DNOS is still a bit indignant on my behalf and she is a fierce mama tiger. It was all I could do to keep her from ripping his family and friends to shreds during the funeral.  She did lay waste to one of Will’s pool league buddies who wandered outside for a smoke and ran into her.  He, according to her account, “blubbered like a baby and boo-hoo’d about how he should have been there for Will. And I just gave him a look of disgust and told him he should have before I walked away.”*

My sister is a strong person.  She has no use for the weak, indecisive or those who look back on their poor behavior expecting sympathy. “Fuck ’em” is her motto. You have ample opportunity in life to stand up and be worthy in her opinion.  Regrets are for the useless.

MIL asked me once to forgive her for the slights, dishonesty, malicious attempts to undermine me with the staff at the nursing home and again at hospice.

But I can’t forget what the Social Worker at hospice told me after one such attack,

“She hates you. Be careful.”

I am not at all sure what prompted the friend’s request for photos. I messaged back that she should inquire with MIL for photo access as I have sent her pictures recently.  She replied with a “thank you” and not much more.  I suspect that MIL sent her looking for me on FB with the intent of gaining access to real-time information via my page.

It wouldn’t surprise me if the hunt has even led them to this blog or the others for which I have written.

I have enjoyed five years of pretty much total anonymity from Will’s family and friends on the Internet.  Longer than I should have expected but given their mercurial temperaments and historic lack of interest in how Dee or I was faring, perhaps it’s more of a surprise to be found at all.

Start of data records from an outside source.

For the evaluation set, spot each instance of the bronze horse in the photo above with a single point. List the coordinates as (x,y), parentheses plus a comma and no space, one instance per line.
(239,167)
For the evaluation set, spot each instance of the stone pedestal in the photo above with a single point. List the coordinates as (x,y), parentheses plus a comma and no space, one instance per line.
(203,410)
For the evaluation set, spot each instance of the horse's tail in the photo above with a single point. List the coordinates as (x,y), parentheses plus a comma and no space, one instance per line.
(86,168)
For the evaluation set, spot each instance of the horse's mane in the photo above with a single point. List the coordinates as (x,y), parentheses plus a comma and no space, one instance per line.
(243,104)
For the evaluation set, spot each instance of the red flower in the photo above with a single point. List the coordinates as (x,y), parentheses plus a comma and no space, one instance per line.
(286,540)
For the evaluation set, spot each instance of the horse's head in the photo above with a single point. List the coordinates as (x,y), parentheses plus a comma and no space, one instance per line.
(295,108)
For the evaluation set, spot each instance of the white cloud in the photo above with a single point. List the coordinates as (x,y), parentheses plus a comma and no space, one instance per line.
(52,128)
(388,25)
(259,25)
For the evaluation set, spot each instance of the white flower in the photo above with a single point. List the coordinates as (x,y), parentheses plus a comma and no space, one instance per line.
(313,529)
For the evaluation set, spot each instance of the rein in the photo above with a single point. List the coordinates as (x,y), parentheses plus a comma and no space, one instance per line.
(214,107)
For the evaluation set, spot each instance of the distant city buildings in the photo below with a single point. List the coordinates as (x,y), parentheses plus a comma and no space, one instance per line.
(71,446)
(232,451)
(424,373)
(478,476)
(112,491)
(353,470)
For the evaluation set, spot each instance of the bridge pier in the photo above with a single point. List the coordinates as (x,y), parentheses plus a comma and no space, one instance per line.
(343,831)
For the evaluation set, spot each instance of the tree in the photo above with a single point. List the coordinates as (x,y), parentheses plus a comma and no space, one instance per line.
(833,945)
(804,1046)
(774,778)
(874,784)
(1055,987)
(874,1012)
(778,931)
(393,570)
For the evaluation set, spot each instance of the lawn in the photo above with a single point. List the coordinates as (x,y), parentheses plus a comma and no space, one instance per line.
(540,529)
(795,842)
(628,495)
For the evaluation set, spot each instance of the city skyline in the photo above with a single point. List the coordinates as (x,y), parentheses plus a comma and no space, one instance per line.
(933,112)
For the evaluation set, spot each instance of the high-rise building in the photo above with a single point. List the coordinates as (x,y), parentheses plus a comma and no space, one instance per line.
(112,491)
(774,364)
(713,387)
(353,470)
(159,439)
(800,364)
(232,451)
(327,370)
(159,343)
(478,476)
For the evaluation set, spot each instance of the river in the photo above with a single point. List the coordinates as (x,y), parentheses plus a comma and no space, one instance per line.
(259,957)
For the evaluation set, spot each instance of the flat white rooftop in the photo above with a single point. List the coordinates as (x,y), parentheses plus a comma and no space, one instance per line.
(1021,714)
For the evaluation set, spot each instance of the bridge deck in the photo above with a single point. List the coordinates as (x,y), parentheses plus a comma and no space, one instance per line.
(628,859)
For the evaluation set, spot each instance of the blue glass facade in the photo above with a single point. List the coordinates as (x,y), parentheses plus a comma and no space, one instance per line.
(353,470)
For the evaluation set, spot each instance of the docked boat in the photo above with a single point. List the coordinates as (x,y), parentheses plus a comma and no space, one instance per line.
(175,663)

I haven’t forgotten the feelings associated with dealing with a single one of them. I was the Cinderella of care-taking and then of widowhood, and I broke all manner of polite society (which is funnier if you know the people I am taking about) rules by moving on and eventually remarrying.

Gut instinct says this is first contact.

*On a side note, DNOS informed friend and MIL’s sister that no way in hell would they ever see Dee again after the funeral. I knew nothing about this exchange at the time. In fact, DNOS was under orders from me not to start anything with the in-laws, whom she held in great contempt for their failure to be much help. She especially disliked MIL for her antics while Will was in hospice and when we arrived at the funeral home to find that MIL and friends had set up camp and taken over, it was all I could do to hold DNOS back. I wasn’t in the mood for a Finnegan sort of wake.

2 thoughts on “Long Memories Aren’t Just an Elephant Thing

  1. I almost said, “I can’t believe people can be as awful as that!” but then I remembered that’s not true. I have seen them be worse than that. It’s depressing, maddening, and makes me desire a good old fashioned biblical “smiting” to befall them when they treat others that way!